When an artist of Shonibare’s status who’s being working for as long as he has makes his first appearance in over a decade on the continent, it’s a bit like the visit of a major rock star – will he only play hits off his latest album or will he deliver some of the greatest hits for eager fans who don’t know if they’ll get another chance to see him? Shonibare is aware of this and hopes that the show will reflect his attempt to, “try and show the different ways in which I work. So you’ve got the installation, you’ve got the sculptures, you’ve got the film and photography but they’re all linked.”
The first work you see upon entering is a reconfiguration of classical sculpture – draped in batik and wearing a globe in place of a head. It’s titled Clementia and Shonibare chose the title because if its symbolic link to the idea of reconciliation, a central idea in his consideration of South Africa, which “symbolises the bringing together of people and is also a symbol of forgiveness.” The sculpture also upends the historical narrative of white supremacy, in which the white marble of classical sculpture was declared by art historian Johann Winchelmann to be evidence of white superiority – an idea championed by Adolf Hitler who personally owned the famous discus thrower sculpture.
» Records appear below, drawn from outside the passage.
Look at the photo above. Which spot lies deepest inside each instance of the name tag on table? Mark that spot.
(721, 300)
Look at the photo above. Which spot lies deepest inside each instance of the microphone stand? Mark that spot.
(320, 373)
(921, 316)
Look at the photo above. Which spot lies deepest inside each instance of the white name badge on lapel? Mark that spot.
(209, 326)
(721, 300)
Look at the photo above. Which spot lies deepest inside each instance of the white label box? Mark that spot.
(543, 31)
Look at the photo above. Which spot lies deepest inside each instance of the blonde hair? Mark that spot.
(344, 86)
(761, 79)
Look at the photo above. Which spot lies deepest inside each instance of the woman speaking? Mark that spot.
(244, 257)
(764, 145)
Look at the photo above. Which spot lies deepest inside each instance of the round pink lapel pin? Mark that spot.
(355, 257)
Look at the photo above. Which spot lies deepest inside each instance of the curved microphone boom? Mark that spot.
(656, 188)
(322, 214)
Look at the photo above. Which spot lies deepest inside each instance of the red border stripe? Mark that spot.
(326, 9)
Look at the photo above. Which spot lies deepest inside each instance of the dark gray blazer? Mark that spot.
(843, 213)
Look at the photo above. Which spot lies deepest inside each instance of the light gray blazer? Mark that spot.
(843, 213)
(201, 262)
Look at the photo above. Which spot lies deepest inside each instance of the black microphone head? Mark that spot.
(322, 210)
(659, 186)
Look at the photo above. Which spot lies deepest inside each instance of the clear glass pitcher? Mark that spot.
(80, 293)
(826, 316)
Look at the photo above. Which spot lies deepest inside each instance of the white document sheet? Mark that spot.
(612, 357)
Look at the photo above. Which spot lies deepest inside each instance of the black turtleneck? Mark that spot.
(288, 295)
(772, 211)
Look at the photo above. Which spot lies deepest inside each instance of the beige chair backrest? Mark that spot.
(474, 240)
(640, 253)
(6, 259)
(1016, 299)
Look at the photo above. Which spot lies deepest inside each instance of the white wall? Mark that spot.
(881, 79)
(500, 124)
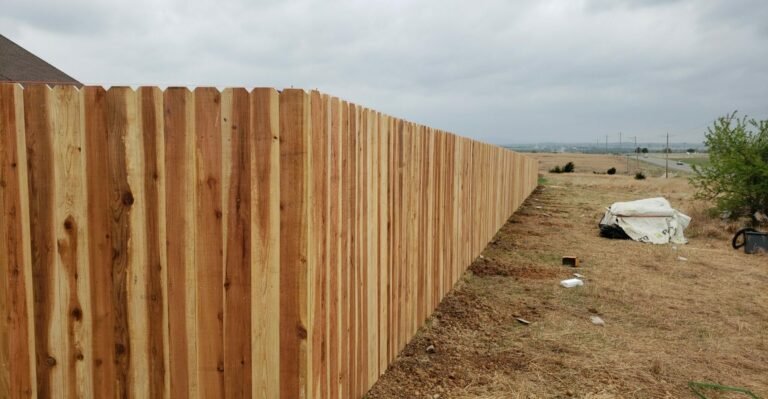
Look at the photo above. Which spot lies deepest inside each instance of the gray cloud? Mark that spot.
(499, 71)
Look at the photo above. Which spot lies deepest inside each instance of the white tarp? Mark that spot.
(649, 220)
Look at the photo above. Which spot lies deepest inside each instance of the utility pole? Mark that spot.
(637, 155)
(666, 168)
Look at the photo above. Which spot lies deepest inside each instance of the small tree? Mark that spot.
(737, 174)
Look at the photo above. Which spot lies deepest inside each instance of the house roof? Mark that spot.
(19, 65)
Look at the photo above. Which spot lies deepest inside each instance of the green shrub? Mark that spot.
(737, 175)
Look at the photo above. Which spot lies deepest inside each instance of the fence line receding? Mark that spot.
(207, 244)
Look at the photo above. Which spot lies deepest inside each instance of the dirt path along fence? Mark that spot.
(206, 243)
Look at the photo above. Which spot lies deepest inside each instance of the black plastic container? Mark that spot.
(753, 242)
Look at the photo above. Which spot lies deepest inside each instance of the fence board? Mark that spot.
(228, 243)
(265, 185)
(17, 350)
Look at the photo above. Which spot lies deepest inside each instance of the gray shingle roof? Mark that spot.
(19, 65)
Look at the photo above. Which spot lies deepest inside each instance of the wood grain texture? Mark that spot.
(152, 131)
(209, 271)
(180, 212)
(265, 242)
(228, 244)
(295, 197)
(17, 349)
(237, 156)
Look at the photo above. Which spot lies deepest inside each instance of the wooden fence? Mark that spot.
(206, 244)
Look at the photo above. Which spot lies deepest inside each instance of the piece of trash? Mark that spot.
(571, 282)
(648, 220)
(570, 261)
(697, 387)
(597, 320)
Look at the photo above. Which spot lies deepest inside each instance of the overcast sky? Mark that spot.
(499, 71)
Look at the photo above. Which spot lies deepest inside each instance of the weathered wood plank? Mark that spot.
(100, 248)
(209, 230)
(39, 139)
(152, 130)
(17, 347)
(318, 245)
(295, 196)
(334, 310)
(126, 117)
(347, 202)
(74, 339)
(180, 213)
(237, 147)
(265, 243)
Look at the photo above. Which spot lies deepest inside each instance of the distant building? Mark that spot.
(21, 66)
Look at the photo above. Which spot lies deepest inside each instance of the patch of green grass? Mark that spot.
(693, 161)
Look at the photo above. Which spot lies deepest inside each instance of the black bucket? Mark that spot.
(753, 242)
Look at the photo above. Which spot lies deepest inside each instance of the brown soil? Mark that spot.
(668, 321)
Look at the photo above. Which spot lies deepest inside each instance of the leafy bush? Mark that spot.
(737, 175)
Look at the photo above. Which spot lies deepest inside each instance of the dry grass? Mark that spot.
(589, 163)
(668, 321)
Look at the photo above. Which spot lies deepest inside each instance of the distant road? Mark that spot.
(672, 164)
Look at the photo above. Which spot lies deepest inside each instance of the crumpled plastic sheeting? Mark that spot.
(648, 220)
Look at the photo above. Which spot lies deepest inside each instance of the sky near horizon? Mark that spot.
(504, 72)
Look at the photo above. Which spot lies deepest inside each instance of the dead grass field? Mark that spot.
(668, 321)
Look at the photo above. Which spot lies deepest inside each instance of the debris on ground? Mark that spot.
(648, 220)
(597, 320)
(570, 261)
(697, 387)
(571, 282)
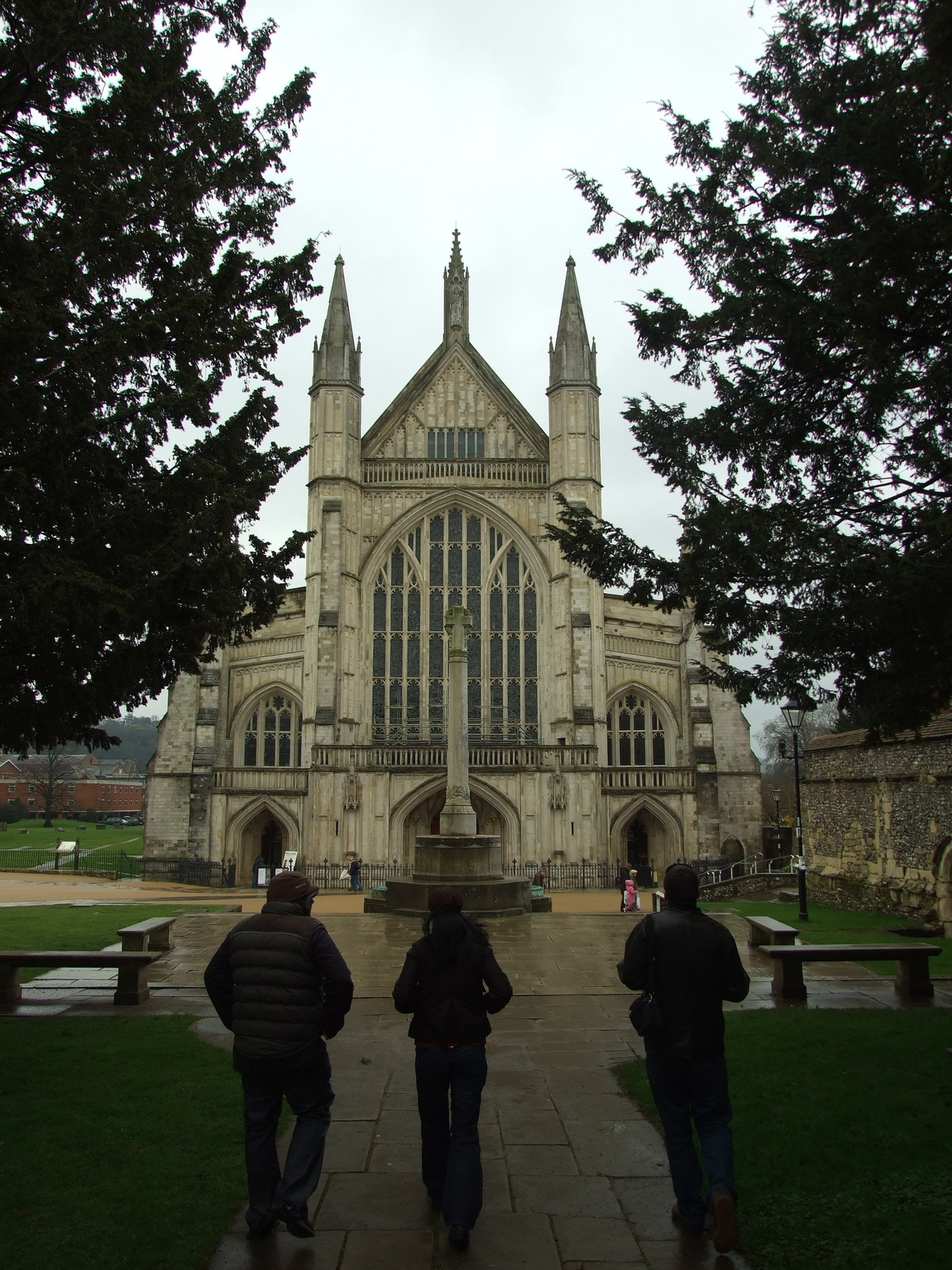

Shonibare’s figures are not only draped in batik fabric but their forms are covered in the patterns and their globe heads serve as a symbol of universality. Like their classical predecessors these works are representations of power and achievement but “decorated in the wrong colours.” Shonibare sees them as a challenge to the Brexit era collective amnesia and refusal to accept multiculturalism as the new norm for Britain and European culture. “My position is the opposite and I like to think that I deliberately don’t stick to the boundaries of where an artist is meant to – I move beyond that and try to transcend it.”
The other part of the show consists of the film Addio Del Passato – a reinterpreted performance of the adagio from La Traviatta in which a colonial hero betrays his wife and falls from grace – and a series of paintings in which Lord Nelson’s death is reimagined through a series of famous classical paintings depicting death. Shonibare says that for him, “death is not necessarily a negative thing. Death is about new beginnings and the possibility to create something new and so Nelson then becomes the central metaphor for this irony of death that is depicted through the history of painting.”
As one of the first black artists to break it big in the late 20th century scene, Shonibare is buoyed by the current state of the art world in general in which, “there is a thirst for something different. In America some of the biggest artists right now are people like Kerry James Marshall, Mark Bradford, and that wasn’t possible before. So I think there is a growing awareness and I’m not pessimistic.” He hopes that ‘Ruins Decorated’ will spark debate and that it comments on real issues that resonate with South African audiences because he still firmly believes as he always has, “that art should be accessible even when its dealing with very serious issues and it should always be a conversation that people can have.”